- Born: 1933 Brookline, Massachusetts, US
- Died: July 17, 2005 (aged 71–72) New York City, US
- Education: Dartmouth College; Harvard Medical School;
- Occupation: dermatologist

= Irwin Freedberg =

American dermatologist

Irwin Mark Freedberg (c. 1933, Brookline, Massachusetts – July 17, 2005, New York City) was an American dermatologist. He taught dermatology at Harvard Medical School, was director of the department of dermatology at Johns Hopkins University, was the first chief of dermatology at Beth Israel Hospital, and was the George Miller MacKee Professor and chairman of the Ronald O. Perelman Department of Dermatology at the New York University Medical Center. He studied the protein keratin (the main component of hair, nails, and skin) and keratinocytes (the most common cells in the epidermis).

==Biography==
He received his undergraduate degree from Dartmouth College and earned his medical degree at Harvard Medical School in 1956, and performed his dermatology residency at the Massachusetts General Hospital from 1959 to 1962. He then taught at Harvard from 1962 to 1977, eventually as a professor of dermatology. He moved to Johns Hopkins University, where he was director of the department of dermatology until 1981.

He was the first chief of dermatology at Beth Israel Hospital. Subsequently, he was the George Miller MacKee Professor and chairman of the Ronald O. Perelman Department of Dermatology at the New York University Medical Center, New York, from 1981 through 2005.

Freedberg studied the protein keratin (the main component of hair, nails, and skin) and keratinocytes (the most common cells in the epidermis).

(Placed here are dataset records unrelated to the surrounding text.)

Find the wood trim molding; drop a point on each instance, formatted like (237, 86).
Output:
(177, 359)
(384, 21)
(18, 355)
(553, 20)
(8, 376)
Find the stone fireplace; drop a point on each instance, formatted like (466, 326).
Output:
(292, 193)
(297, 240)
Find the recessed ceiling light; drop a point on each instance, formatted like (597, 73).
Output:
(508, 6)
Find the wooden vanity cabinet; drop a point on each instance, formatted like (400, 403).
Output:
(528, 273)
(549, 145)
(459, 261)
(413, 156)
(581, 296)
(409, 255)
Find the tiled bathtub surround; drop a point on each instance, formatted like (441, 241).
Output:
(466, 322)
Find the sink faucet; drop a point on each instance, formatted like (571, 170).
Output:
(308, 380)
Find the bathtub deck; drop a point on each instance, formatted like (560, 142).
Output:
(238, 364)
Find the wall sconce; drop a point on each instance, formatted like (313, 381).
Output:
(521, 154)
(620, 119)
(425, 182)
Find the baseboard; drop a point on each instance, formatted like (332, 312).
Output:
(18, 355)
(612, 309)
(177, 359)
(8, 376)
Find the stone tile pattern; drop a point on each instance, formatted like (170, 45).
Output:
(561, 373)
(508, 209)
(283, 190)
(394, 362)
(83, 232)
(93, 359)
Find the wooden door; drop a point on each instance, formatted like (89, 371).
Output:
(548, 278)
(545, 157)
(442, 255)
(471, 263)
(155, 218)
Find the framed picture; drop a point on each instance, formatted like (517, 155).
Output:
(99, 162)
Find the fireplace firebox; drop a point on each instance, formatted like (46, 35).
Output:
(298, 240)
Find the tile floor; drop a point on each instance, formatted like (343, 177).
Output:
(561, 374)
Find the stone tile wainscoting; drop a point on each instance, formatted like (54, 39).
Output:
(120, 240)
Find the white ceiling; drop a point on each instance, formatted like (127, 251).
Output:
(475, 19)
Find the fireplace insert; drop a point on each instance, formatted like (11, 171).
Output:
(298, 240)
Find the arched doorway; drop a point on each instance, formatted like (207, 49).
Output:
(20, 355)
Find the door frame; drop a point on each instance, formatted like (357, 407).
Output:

He was the former editor in chief of The Journal of Investigative Dermatology. He also was a co-editor for a number of editions of Fitzpatrick's Dermatology in General Medicine;

In 1995, he was elected to the National Academy of Sciences' Institute of Medicine. Freedberg was named president of the American Dermatologic Association in 1997. He was a former president of the Association of Professors of Dermatology and of the American Board of Dermatology.

He died from a brain tumor at the age of 74 in New York City on July 17, 2005.